# Weasel boxes



## squirrelsniper (Apr 14, 2013)

so I recently made some weasel boxes with a friend to get him started trapping, and i modified the rat traps to have a bigger pan with some thin aluminum. I was wondering if the shiny parts of the trap or the shiny new aluminum pan might scare the weasels away? Any one have any advice on this


----------



## pokeyjeeper (Sep 5, 2013)

I use the plastic political sign material on mine I also have the ones with the big yellow pans on them now I've never caught a weasel as we have very few around me but mice don't seem to mind the modified pans


----------



## Larry (Dec 2, 2010)

Like I tell all trappers, you will never know until you try. Remember, weasels like mink are inquisitive and because of the constant movement, they need as many BTU;s as a hummingbird it seems.

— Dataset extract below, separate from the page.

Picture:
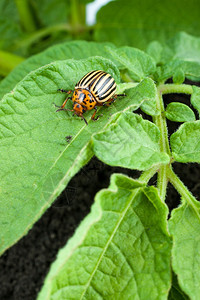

When we went after weasels and ermine as teens we always learned they liked whole bait like whole mice. We would help the bait scent a little by poking a slot under the neck so some blood would come out. No catch in a week we would get a new mouse. If you can find a nestb of baby mice use two and don;t kill them. just rubber band them to a rock and place deep into the box.

Field mice and voles nest are fairly easy to locate if you large corner post or hollow longs. On the large corner post they will nest in the top hallow logs are a given.

Or you can make a log role or walk the plank five gallon bucket set. Use peanut butter on either. Make sure the bucket is smooth so live mice can't crawl up the side.

Larry


----------